Similarly, we can send data back to the function. If you use yield [value] as an expression, it is resolved into the value passed in $generator->send().

function bar() {
	$receive = yield;
	var_dump($receive);
}
$generator = bar();
$generator->rewind();
$generator->send(2);

int(2)

Furthermore, the function can eventually "return" a value. This return value is not handled the same way as a yield; it is obtained using $generator->getReturn(). However, the return type hint must always be Generator no matter what you return, or if you don't return:

function qux(): Generator {
	yield 1;
	return 2;
}

Calling another generator

You can call another generator in a generator, which will pass through all the yielded values and send back all the sent values using the yield from syntax. The yield from expression resolves to the return value of the generator.

function test($value): Generator {
	$send = yield $value;
	return $send;
}

function main(): Generator {
	$a = yield from test(1);
	$b = yield from test(2);
	var_dump($a + $b);
}

$generator = main();
$generator->rewind();
var_dump($generator->current());
$generator->send(3);
var_dump($generator->current());
$generator->send(4);

int(1)
int(2)
int(7)

Hacking generators

Sometimes we want to make a generator function that does not yield at all. In that case, you can write 0 && yield; at the start of the function; this will make your function a generator function, but it will not yield anything. As of PHP 7.4.0, 0 && yield; is a no-op, which means it will not affect your program performance even if you run this line many times.
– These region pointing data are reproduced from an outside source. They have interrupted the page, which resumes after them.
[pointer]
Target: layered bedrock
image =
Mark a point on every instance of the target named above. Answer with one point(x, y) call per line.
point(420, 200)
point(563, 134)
function emptyGenerator(): Generator {
	0 && yield;
	return 1;
}

$generator = emptyGenerator();
var_dump($generator->next());
var_dump($generator->getReturn());

NULL
int(1)

Asynchronous programming

Traditionally, when you call a function, it performs the required actions and returns after they're done. In asynchronous programming, the program logic may be executed after a function returns.

This leads to two problems. First, the function can't return you with any useful results, because the results are only available after the logic completes. Second, you may do something else assuming the logic is completed, which leads to a bug. For example:

private $data;

function loadData($player) {
	// we will set $this->data[$player] some time later.
}

function main() {
	$this->loadData("SOFe");
	echo $this->data["SOFe"]; // Undefined offset "SOFe"
}

Here, loadData is the function that loads data asynchronously. main is implemented incorrectly, assuming that loadData is synchronous, i.e. it assumes that $this->data["SOFe"] is initialized.

Using callbacks

One of the simplest ways to solve this problem is to use callbacks. The caller can pass a closure to the async function, then the async function will run this closure when it has finished. An example function signature would be like this:

function loadData($player, Closure $callback) {
	// $callback will be called when player data have been loaded.
}

function main() {
	$this->loadData("SOFe", function() {
		echo $this->data["SOFe"]; // this is guaranteed to work now
	});
}

The $callback will be called when some other logic happens. This depends on the implementation of the loadData logic. This may be when a player sends a certain packet, or when a scheduled task gets run, or other scenarios.

More complex callbacks

(This section is deliberately complicated and hard to understand, because the purpose is to tell you that using callbacks is bad.)

What if we want to call multiple async functions one by one? In synchronous code, it would be simple:

$a = a();
$b = b($a);
$c = c($b);
$d = d($c);
var_dump($d);

In async code, we might need to do this (let's say a, b, c, d are async):

a(function($a) {
	b($a, function($b) {
		c($b, function($c) {
			d($c, function($d) {
				var_dump($d);
			});
		});
	});
});

Looks ugly, but readable enough. It might look more confusing if we need to pass $a to $d though.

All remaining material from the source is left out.